Accompaniment often involves a surrender of power that is beautiful to behold. A teacher could offer the answers, but he wants to walk with his students as they figure out how to solve a problem. A manager could give orders, but sometimes leadership means assisting employees as they become masters of their own task. A writer could blast out her opinions, but writers are at their best not when they tell people what to think but when they provide a context within which others can think (page 52).
the SLANT method: sit up, lean forward, ask questions, nod your head, track the speaker. Listen with your eyes. That’s paying attention 100 percent. (page 75)
I’ve come to think of questioning as a moral practice. When you are asking a good question, you are adopting a posture of humility. You’re confessing that you don’t know and you want to learn. You’re also honoring a person. (page 87)
People are longing to be asked questions about who they are. “The human need to self-present is powerful,” notes the psychologist Ethan Kross.

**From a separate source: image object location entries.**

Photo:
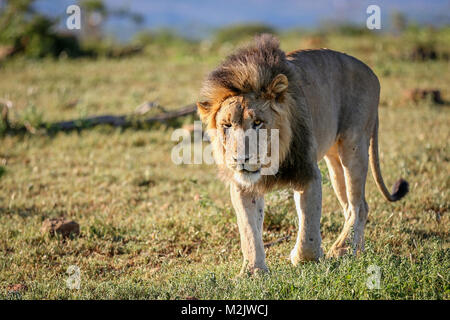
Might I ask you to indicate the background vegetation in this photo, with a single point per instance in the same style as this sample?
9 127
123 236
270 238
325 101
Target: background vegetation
154 230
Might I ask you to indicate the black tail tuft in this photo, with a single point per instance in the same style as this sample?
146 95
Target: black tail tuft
400 189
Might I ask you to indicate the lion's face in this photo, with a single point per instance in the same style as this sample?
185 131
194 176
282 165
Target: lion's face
243 130
250 132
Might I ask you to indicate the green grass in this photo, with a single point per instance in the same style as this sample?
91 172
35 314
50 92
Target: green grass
151 229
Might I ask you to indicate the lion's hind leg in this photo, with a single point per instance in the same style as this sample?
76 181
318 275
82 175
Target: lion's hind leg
354 158
337 177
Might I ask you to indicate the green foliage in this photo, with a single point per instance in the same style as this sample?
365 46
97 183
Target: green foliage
2 171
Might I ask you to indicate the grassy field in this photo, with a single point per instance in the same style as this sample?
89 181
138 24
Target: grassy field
154 230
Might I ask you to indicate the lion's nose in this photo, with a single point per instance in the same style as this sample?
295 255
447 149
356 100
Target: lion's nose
241 159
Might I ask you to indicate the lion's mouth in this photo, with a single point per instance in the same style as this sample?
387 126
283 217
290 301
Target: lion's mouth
250 171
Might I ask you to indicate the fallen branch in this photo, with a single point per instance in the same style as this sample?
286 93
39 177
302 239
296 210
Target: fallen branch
121 120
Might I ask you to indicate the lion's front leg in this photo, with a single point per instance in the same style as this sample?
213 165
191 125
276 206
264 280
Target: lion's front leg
250 216
308 203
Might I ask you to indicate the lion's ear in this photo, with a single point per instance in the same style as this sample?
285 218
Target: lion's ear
204 108
278 86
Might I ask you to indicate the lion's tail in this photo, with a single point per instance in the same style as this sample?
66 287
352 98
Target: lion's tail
401 187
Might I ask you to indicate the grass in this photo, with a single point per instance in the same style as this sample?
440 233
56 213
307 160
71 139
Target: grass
154 230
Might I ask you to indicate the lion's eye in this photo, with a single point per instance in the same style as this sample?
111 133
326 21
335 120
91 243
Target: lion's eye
257 123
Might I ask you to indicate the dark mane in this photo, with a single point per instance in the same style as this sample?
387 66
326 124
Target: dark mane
250 69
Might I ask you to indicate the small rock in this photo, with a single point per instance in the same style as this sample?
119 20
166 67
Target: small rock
14 288
62 226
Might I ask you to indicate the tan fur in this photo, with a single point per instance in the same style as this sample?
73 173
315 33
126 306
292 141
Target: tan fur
324 104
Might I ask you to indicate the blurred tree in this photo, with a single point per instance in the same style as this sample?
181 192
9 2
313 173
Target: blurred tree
399 22
95 13
24 30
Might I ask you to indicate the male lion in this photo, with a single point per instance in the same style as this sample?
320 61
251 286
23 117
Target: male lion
325 105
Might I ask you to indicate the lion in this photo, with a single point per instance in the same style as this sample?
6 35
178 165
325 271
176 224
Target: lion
324 104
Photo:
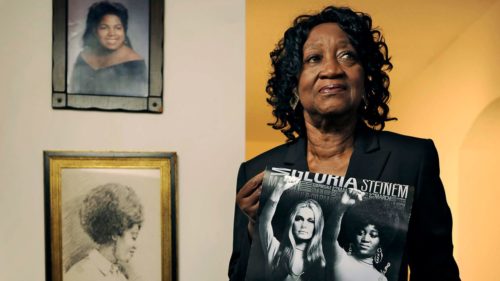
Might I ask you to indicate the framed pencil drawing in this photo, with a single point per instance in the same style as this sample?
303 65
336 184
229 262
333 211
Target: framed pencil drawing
110 216
108 55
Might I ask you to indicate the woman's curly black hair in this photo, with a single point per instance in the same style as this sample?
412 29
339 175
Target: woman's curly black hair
109 210
287 63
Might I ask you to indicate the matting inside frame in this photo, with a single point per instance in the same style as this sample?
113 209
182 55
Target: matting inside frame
146 263
145 19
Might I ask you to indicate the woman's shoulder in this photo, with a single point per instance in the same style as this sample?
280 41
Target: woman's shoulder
278 152
396 141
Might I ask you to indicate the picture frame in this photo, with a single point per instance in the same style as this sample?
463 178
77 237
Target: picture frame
112 87
135 237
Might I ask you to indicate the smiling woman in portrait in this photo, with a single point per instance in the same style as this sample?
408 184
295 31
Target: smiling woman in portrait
112 216
298 255
108 65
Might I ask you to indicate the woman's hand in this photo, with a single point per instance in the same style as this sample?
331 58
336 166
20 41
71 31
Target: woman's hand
351 196
249 195
287 182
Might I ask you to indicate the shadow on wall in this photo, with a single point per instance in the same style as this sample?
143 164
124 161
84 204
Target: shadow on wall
479 196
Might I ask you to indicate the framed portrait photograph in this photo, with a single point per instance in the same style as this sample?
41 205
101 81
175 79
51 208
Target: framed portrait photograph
108 55
110 216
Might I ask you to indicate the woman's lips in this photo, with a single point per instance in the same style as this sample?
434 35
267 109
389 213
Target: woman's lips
332 88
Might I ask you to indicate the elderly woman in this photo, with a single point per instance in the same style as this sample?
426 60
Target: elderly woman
299 254
107 64
112 216
329 92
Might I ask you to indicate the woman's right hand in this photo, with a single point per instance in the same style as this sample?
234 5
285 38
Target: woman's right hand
248 197
351 196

A 2012 study by Harvard neuroscientists found that people often took more pleasure from sharing information about themselves than from receiving money. (page 92)
In theory, it should be possible to repair yourself alone. In theory, it should be possible to understand yourself, especially the deep broken parts of yourself, through introspection. But the research clearly shows that introspection is overrated. . . introspection isn’t the best way to repair your models; communication is. (pages 142-143)
…when writing a thank-you note, my egotistical instinct is to write a note about all the ways I’m going to use the gift you just gave me. But if I’m going to be an empathetic person, I need to get outside of my perspective and get inside yours. I’m going to write about your intentions—the impulses that led you to think that this gift is right for me and the thinking process that impelled you to buy it. (page 149)
“It is important to tell at least from time to time the secret of who we truly and fully are…because otherwise we run the risk of losing track of who we truly and fully are and little by little come to accept instead the highly edited version which we put forth in hope that the world will find it more acceptable than the real thing. It is important to tell our secrets too because it makes it easier…for other people to tell us a secret or two of their own.” (page 166 - Frederich Buechner from his book Telling Secrets)
…character building is not something you can do alone. Morality is a social practice. It is trying to be generous and considerate toward a specific other person, who is enmeshed in a specific context. A person of character is trying to be generous and just to the person who is criticizing him. He is trying to just be present and faithful to the person suffering from depression. He is trying to be a deep and caring friend to the person who is trying to overcome the wounds left by childhood. He is a helpful sounding board to the person who is rebuilding her models after losing a spouse or child. Character building happens as we get better at these kinds of tasks. (page 171)
Wow, I have to read this book ASAP! So many people need this wisdom to overcome the challenges that plague them at work and home.